Things I Learned On My Spring Trip

Only one more leg of the Traveling Simeon-and-Wes Road Show remains ... We're stuck in a hotel overnight in Paris (oh, darn!) and will be catching a flight to Douala tomorrow morning. Unfortunately, I'm not out snapping shots of the Eiffel Tower.

Instead, I'm sitting here in my room, reflecting on the past two weeks and what I learned during the Cameroon Consultation, and in our many visits to churches, missions committees, and pastors' offices:

1. Rank-and-file United Methodists (those of you in the pews, you know who you are!) are genuinely interested in what's happening in Cameroon. I could see it in their eyes as they listened to Simeon's stories and drank in his enthusiasm and energy. They genuinely want to help. I feel like we have a kind of fan club now, and that's a good thing.

2. I am going to have to be concrete about how people can "help" the Mission. I tried to do this at the Consultation -- we passed out specific information about how to become a partner church, and even an itemized "wishlist" of needs in the country. But I am going to have to keep these needs in front of people. I don't think I need to "sell" people anymore on the importance and potential of the Mission; they're convinced. But I do need to help our partners and friends to help us in specific ways.

3. The best thing the United Methodist Church has going for it is the "connection," that network of churches, people, pastors and agencies that binds us together and drives us forward into the mission field, however murky and unclear.
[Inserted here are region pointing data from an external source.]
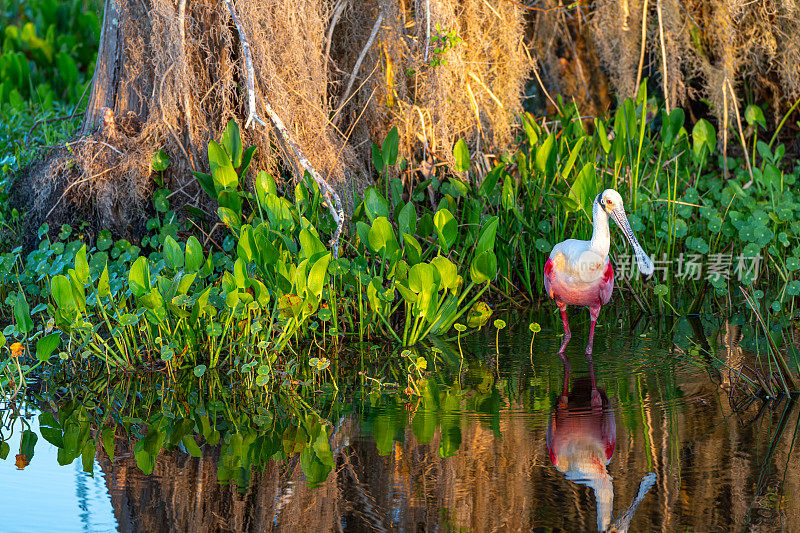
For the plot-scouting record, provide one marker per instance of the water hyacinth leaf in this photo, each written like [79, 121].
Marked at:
[229, 217]
[447, 272]
[247, 158]
[161, 200]
[310, 244]
[390, 147]
[318, 274]
[754, 115]
[82, 271]
[375, 204]
[407, 219]
[545, 161]
[191, 446]
[584, 189]
[531, 129]
[483, 268]
[231, 200]
[87, 456]
[109, 444]
[22, 314]
[129, 319]
[412, 249]
[45, 346]
[50, 429]
[602, 134]
[487, 236]
[232, 142]
[490, 180]
[206, 181]
[377, 158]
[461, 156]
[290, 305]
[61, 291]
[173, 255]
[671, 126]
[240, 274]
[139, 277]
[28, 443]
[478, 315]
[446, 229]
[159, 161]
[573, 156]
[222, 172]
[704, 137]
[194, 254]
[381, 237]
[420, 278]
[264, 185]
[103, 286]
For two and a half weeks, Simeon and I were handed on like a baton from church to church, each of which welcomed us as friends, fed us like pigs, and treated us like brothers. That's the connection at its best!

4. They're not perfect, but the pastors of the UMC are generally collegial and encouraging servant-leaders. Don't laugh -- I'm serious! My prayer is that the pastors of the Mission in Cameroon will create the same kind of nurturing, compassionate circle of friends that I see in my brothers and sisters of the North Texas, Texas, and Southwest Texas Conferences.

5. I am becoming increasingly uncomfortable with the word "missionary" for two reasons; first, for the undue attention it calls to the nature of mine and Leah's work. What we do is not novel, uncommon, or extraordinarily different from what all pastors do, and even what all Christians are supposed to do. Second, I don't like what the word implies about everyone else. If the church is permitted to call us "missionaries," then the rest of the laity and clergy must not be "missionaries." The work of "missions" must not be surrendered to the work of "trained professionals," or "salaried positions" within a church organization. No, every church is a mission-sending agency, and every Christian is a missionary. Period.

6. Cameroon is home. As our time in the States drew to a close, I began to miss the taste of fried plantain, the smell of our new puppy dog, and the smiles of some beautiful women ...

Oh, and one more very important thing:

7. The Dallas Mavericks may just possibly have what it takes to win the NBA Finals this year ... finally!